Pesquisa no Incor avalia crioanalgesia no pós-operatório da cirurgia de “pectus excavatum”

Por Miguel Tedde, coordenador do Programa de Complementação Especializada em Cirurgia da Parede Torácica do Instituto do Coração do Hospital das Clínicas da Faculdade de Medicina da USP

 Publicado: 09/03/2026 às 19:46
Miguel Tedde – Foto: Arquivo pessoal
Em que pese o fato de que a sensibilidade à dor varia muito de pessoa para pessoa, deve ser considerado que a dor no pós-operatório pode ser um grande problema para pacientes submetidos a tratamento cirúrgico. Nessa situação, uma das opções medicamentosas mais utilizadas são os opioides. Embora sejam efetivos como drogas analgésicas, são conhecidos os esforços feitos para reduzir o uso dessas drogas por várias razões. Nesse cenário, a busca por métodos que possam substituir os opioides no alivio à dor é uma constante.

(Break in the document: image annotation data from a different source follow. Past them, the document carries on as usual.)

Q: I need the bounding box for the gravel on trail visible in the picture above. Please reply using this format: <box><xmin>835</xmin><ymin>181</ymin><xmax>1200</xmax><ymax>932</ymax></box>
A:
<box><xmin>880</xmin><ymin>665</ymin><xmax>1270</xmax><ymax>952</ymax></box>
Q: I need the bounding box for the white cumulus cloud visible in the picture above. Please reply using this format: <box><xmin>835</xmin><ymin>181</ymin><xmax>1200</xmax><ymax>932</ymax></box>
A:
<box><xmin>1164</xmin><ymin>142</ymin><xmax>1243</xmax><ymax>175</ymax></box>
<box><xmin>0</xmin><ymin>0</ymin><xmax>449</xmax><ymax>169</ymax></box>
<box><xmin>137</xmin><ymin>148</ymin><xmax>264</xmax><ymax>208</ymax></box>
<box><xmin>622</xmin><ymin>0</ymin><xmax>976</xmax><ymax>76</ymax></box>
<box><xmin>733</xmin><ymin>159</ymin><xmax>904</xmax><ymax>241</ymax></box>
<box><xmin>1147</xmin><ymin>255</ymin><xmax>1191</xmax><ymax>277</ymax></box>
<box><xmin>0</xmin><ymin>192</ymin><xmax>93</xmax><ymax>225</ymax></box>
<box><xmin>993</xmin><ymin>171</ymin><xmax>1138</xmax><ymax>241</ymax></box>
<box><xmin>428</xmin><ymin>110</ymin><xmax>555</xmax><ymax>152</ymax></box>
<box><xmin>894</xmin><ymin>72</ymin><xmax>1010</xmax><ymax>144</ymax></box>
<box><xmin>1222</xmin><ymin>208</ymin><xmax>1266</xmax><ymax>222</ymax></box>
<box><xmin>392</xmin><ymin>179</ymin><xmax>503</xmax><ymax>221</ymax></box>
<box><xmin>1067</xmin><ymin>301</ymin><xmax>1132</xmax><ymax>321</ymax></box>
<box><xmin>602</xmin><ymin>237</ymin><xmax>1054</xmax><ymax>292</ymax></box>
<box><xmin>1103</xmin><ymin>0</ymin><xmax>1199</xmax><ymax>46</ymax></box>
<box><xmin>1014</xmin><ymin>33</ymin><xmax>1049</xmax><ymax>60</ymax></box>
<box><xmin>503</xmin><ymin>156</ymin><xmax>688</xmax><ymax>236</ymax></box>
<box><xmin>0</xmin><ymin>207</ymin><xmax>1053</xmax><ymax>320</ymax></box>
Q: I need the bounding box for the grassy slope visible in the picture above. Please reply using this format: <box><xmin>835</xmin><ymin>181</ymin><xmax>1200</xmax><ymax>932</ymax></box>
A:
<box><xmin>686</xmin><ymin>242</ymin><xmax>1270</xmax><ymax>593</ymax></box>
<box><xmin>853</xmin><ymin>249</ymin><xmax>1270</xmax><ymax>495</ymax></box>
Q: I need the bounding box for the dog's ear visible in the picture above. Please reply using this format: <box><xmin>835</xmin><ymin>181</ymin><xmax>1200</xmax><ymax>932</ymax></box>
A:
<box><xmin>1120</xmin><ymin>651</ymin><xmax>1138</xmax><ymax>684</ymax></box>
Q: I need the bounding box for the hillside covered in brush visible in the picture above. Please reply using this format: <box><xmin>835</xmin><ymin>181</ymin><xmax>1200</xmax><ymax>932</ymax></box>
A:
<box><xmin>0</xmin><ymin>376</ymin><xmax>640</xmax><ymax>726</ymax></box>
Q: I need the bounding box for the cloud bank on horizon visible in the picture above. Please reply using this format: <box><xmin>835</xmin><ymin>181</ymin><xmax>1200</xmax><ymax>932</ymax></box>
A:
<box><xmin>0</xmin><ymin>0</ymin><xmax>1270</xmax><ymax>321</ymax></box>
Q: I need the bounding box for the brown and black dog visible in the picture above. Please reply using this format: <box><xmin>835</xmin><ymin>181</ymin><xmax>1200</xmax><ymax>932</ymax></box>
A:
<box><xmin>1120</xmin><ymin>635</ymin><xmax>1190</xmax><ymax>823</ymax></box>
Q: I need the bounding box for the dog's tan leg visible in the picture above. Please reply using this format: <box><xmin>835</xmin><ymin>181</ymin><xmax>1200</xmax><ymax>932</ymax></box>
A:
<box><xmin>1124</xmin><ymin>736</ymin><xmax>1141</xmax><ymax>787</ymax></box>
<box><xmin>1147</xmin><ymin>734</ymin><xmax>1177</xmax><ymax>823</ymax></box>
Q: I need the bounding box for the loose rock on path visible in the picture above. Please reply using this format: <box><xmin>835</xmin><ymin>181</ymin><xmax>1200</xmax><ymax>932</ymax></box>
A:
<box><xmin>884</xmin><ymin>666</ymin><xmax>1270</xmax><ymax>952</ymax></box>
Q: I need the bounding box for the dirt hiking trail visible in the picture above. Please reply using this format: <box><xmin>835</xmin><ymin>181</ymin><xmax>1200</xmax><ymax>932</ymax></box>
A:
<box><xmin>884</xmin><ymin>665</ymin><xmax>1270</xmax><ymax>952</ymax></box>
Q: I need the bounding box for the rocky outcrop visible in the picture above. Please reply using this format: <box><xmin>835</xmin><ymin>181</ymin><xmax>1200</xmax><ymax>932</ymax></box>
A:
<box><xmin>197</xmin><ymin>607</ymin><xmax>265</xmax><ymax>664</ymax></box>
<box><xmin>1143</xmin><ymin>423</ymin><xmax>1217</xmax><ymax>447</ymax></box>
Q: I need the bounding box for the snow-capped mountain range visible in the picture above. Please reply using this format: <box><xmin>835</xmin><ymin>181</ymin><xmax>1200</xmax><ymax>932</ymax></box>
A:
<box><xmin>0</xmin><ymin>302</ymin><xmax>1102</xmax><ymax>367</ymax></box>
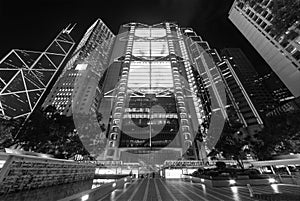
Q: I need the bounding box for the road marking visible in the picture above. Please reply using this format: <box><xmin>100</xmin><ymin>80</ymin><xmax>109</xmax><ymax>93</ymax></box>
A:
<box><xmin>128</xmin><ymin>179</ymin><xmax>145</xmax><ymax>201</ymax></box>
<box><xmin>170</xmin><ymin>181</ymin><xmax>194</xmax><ymax>201</ymax></box>
<box><xmin>173</xmin><ymin>182</ymin><xmax>209</xmax><ymax>201</ymax></box>
<box><xmin>214</xmin><ymin>186</ymin><xmax>252</xmax><ymax>200</ymax></box>
<box><xmin>143</xmin><ymin>179</ymin><xmax>150</xmax><ymax>201</ymax></box>
<box><xmin>153</xmin><ymin>179</ymin><xmax>162</xmax><ymax>201</ymax></box>
<box><xmin>159</xmin><ymin>179</ymin><xmax>177</xmax><ymax>201</ymax></box>
<box><xmin>105</xmin><ymin>180</ymin><xmax>138</xmax><ymax>201</ymax></box>
<box><xmin>192</xmin><ymin>184</ymin><xmax>232</xmax><ymax>200</ymax></box>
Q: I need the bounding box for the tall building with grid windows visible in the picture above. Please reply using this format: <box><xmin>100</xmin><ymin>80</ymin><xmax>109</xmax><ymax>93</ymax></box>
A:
<box><xmin>229</xmin><ymin>0</ymin><xmax>300</xmax><ymax>97</ymax></box>
<box><xmin>91</xmin><ymin>22</ymin><xmax>232</xmax><ymax>164</ymax></box>
<box><xmin>39</xmin><ymin>19</ymin><xmax>262</xmax><ymax>164</ymax></box>
<box><xmin>221</xmin><ymin>48</ymin><xmax>278</xmax><ymax>115</ymax></box>
<box><xmin>43</xmin><ymin>19</ymin><xmax>115</xmax><ymax>116</ymax></box>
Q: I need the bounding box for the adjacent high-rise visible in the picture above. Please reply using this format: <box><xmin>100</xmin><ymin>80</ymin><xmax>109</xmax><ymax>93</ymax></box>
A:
<box><xmin>0</xmin><ymin>25</ymin><xmax>75</xmax><ymax>118</ymax></box>
<box><xmin>229</xmin><ymin>0</ymin><xmax>300</xmax><ymax>97</ymax></box>
<box><xmin>221</xmin><ymin>48</ymin><xmax>277</xmax><ymax>114</ymax></box>
<box><xmin>38</xmin><ymin>19</ymin><xmax>268</xmax><ymax>164</ymax></box>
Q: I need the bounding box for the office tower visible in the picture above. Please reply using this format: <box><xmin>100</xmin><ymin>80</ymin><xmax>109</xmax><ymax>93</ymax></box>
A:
<box><xmin>99</xmin><ymin>22</ymin><xmax>230</xmax><ymax>164</ymax></box>
<box><xmin>0</xmin><ymin>25</ymin><xmax>75</xmax><ymax>118</ymax></box>
<box><xmin>259</xmin><ymin>71</ymin><xmax>295</xmax><ymax>105</ymax></box>
<box><xmin>229</xmin><ymin>0</ymin><xmax>300</xmax><ymax>97</ymax></box>
<box><xmin>221</xmin><ymin>48</ymin><xmax>277</xmax><ymax>114</ymax></box>
<box><xmin>218</xmin><ymin>59</ymin><xmax>263</xmax><ymax>135</ymax></box>
<box><xmin>267</xmin><ymin>98</ymin><xmax>300</xmax><ymax>117</ymax></box>
<box><xmin>42</xmin><ymin>19</ymin><xmax>115</xmax><ymax>116</ymax></box>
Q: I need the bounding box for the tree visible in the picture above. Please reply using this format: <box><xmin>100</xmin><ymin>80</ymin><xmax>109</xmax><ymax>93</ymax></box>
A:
<box><xmin>254</xmin><ymin>112</ymin><xmax>300</xmax><ymax>160</ymax></box>
<box><xmin>0</xmin><ymin>118</ymin><xmax>24</xmax><ymax>150</ymax></box>
<box><xmin>17</xmin><ymin>106</ymin><xmax>89</xmax><ymax>159</ymax></box>
<box><xmin>211</xmin><ymin>121</ymin><xmax>260</xmax><ymax>169</ymax></box>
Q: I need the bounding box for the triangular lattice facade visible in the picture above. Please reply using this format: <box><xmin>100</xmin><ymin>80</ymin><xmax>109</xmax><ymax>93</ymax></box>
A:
<box><xmin>0</xmin><ymin>29</ymin><xmax>75</xmax><ymax>118</ymax></box>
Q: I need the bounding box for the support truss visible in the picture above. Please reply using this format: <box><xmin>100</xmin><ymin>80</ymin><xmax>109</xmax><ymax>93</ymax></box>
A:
<box><xmin>0</xmin><ymin>25</ymin><xmax>75</xmax><ymax>118</ymax></box>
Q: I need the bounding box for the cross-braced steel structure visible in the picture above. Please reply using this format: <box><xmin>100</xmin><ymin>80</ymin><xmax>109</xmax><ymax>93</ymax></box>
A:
<box><xmin>0</xmin><ymin>25</ymin><xmax>75</xmax><ymax>118</ymax></box>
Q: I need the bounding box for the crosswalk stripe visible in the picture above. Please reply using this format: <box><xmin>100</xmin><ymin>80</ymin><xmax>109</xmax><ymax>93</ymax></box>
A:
<box><xmin>159</xmin><ymin>179</ymin><xmax>177</xmax><ymax>201</ymax></box>
<box><xmin>166</xmin><ymin>184</ymin><xmax>193</xmax><ymax>201</ymax></box>
<box><xmin>143</xmin><ymin>179</ymin><xmax>150</xmax><ymax>201</ymax></box>
<box><xmin>175</xmin><ymin>182</ymin><xmax>209</xmax><ymax>201</ymax></box>
<box><xmin>128</xmin><ymin>180</ymin><xmax>146</xmax><ymax>201</ymax></box>
<box><xmin>154</xmin><ymin>179</ymin><xmax>162</xmax><ymax>201</ymax></box>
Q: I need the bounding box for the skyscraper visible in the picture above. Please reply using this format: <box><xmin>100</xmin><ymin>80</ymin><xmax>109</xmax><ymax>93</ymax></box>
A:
<box><xmin>95</xmin><ymin>22</ymin><xmax>231</xmax><ymax>164</ymax></box>
<box><xmin>0</xmin><ymin>25</ymin><xmax>75</xmax><ymax>118</ymax></box>
<box><xmin>43</xmin><ymin>19</ymin><xmax>115</xmax><ymax>116</ymax></box>
<box><xmin>40</xmin><ymin>19</ymin><xmax>268</xmax><ymax>164</ymax></box>
<box><xmin>221</xmin><ymin>48</ymin><xmax>277</xmax><ymax>115</ymax></box>
<box><xmin>43</xmin><ymin>19</ymin><xmax>232</xmax><ymax>164</ymax></box>
<box><xmin>218</xmin><ymin>59</ymin><xmax>263</xmax><ymax>135</ymax></box>
<box><xmin>229</xmin><ymin>0</ymin><xmax>300</xmax><ymax>97</ymax></box>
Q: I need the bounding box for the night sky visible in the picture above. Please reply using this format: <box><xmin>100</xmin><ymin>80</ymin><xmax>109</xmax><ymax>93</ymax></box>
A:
<box><xmin>0</xmin><ymin>0</ymin><xmax>269</xmax><ymax>74</ymax></box>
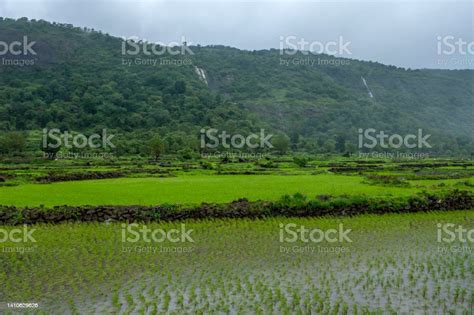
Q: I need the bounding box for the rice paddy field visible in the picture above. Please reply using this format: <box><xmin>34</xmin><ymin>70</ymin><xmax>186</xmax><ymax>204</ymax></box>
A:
<box><xmin>0</xmin><ymin>158</ymin><xmax>474</xmax><ymax>315</ymax></box>
<box><xmin>0</xmin><ymin>214</ymin><xmax>474</xmax><ymax>314</ymax></box>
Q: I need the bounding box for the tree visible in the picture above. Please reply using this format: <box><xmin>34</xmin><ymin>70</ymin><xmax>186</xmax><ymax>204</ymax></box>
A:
<box><xmin>272</xmin><ymin>133</ymin><xmax>291</xmax><ymax>154</ymax></box>
<box><xmin>293</xmin><ymin>156</ymin><xmax>309</xmax><ymax>167</ymax></box>
<box><xmin>40</xmin><ymin>134</ymin><xmax>61</xmax><ymax>160</ymax></box>
<box><xmin>148</xmin><ymin>135</ymin><xmax>165</xmax><ymax>161</ymax></box>
<box><xmin>0</xmin><ymin>131</ymin><xmax>26</xmax><ymax>154</ymax></box>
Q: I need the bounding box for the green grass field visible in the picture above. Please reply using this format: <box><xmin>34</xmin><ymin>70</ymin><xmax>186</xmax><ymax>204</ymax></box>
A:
<box><xmin>0</xmin><ymin>174</ymin><xmax>452</xmax><ymax>206</ymax></box>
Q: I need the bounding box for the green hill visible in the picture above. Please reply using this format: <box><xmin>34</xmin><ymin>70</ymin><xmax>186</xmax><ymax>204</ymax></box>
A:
<box><xmin>0</xmin><ymin>18</ymin><xmax>474</xmax><ymax>155</ymax></box>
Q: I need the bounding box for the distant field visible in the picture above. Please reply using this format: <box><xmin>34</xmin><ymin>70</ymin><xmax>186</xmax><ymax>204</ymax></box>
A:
<box><xmin>0</xmin><ymin>174</ymin><xmax>434</xmax><ymax>206</ymax></box>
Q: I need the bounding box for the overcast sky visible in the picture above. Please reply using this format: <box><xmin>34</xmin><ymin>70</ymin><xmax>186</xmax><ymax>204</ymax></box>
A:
<box><xmin>0</xmin><ymin>0</ymin><xmax>474</xmax><ymax>69</ymax></box>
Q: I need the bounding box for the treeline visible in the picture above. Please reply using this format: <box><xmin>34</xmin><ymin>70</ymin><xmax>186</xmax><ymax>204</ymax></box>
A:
<box><xmin>0</xmin><ymin>18</ymin><xmax>474</xmax><ymax>156</ymax></box>
<box><xmin>0</xmin><ymin>190</ymin><xmax>474</xmax><ymax>225</ymax></box>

A crioanalgesia é um método que consiste em congelar o nervo no sentido de que ele não mais seja capaz de transmitir a sensação dolorosa. Isso é feito aproximando-se um probe do dispositivo que gera o frio próximo ao nervo que se quer “anestesiar”. Em linhas gerais, o frio do probe congela as fibras que conduzem a dor, mas a capa de mielina que envolve essas fibras permanece preservada. Decorrido um período variável de tempo, as fibras dolorosas se regeneram e o nervo volta a transmitir a sensação dolorosa. Esse processo é conveniente porque tardiamente o paciente já não sente dor decorrente da cirurgia.

Um dos procedimentos que podem desencadear dor importante em cirurgia torácica são as cirurgias para tratar pectus excavatum (PE) e pectus carinatum (PC). Pectus são deformidades congênitas da parede torácica que projetam o esterno para dentro (PE ou peito de sapateiro) ou para fora (PC ou peito de pombo). Essas cirurgias, que antes eram feitas de forma aberta, com ressecção de cartilagens e fraturas ósseas, hoje têm sido feitas de forma minimamente invasiva, com a utilização de próteses metálicas que reposicionam o osso esterno e as cartilagens. Embora a cirurgia em si tenha ficado muito menos invasiva, ainda persiste o problema da dor que requer tratamento.

Na busca por uma solução para esse problema, estamos coordenando uma pesquisa cirúrgica na Disciplina de Cirurgia Torácica (Serviço Prof. Paulo Pego Fernandes) do Instituto do Coração (Incor) da FMUSP1. No projeto, 40 participantes submetidos ao reparo minimamente invasivo de pectus excavatum (MIRPE) são randomizados como grupo controle para receber analgesia por bloqueio peridural, ou grupo intervenção para receber crioanalgesia dos nervos intercostais (Metrum Cryoflex, Poland).

Embora o estudo ainda esteja na metade, os resultados observados até agora são animadores. Enquanto no grupo da peridural a mediana de permanência hospitalar pós-cirurgia é de cinco dias, no grupo da crio essa mediana cai para três dias. Da mesma forma, o consumo médio de opioides no pós-operatório do grupo da crio está sendo em torno de 50% menor que no grupo controle. Apesar dos promissores resultados iniciais, deve ser ressaltado que faz parte do projeto manter seguimento dos pacientes por um período de um ano para poder detectar possíveis complicações tardias.

Dessa forma, a se confirmarem esses resultados, a crioanalgesia dos nervos intercostais parece despontar como uma excelente opção não só para que se evite o uso de opioides, mas também para antecipar altas hospitalares pós-correção cirúrgica dos casos de pectus. Importante destacar que, apesar do método estar sendo testado em casos de pectus, nada impede que esses resultados possam se repetir em outros situações pós-cirúrgicas, como, por exemplo, pós-operatórios de toracotomias ou de transplantes pulmonares e em traumas torácicos com fraturas costais.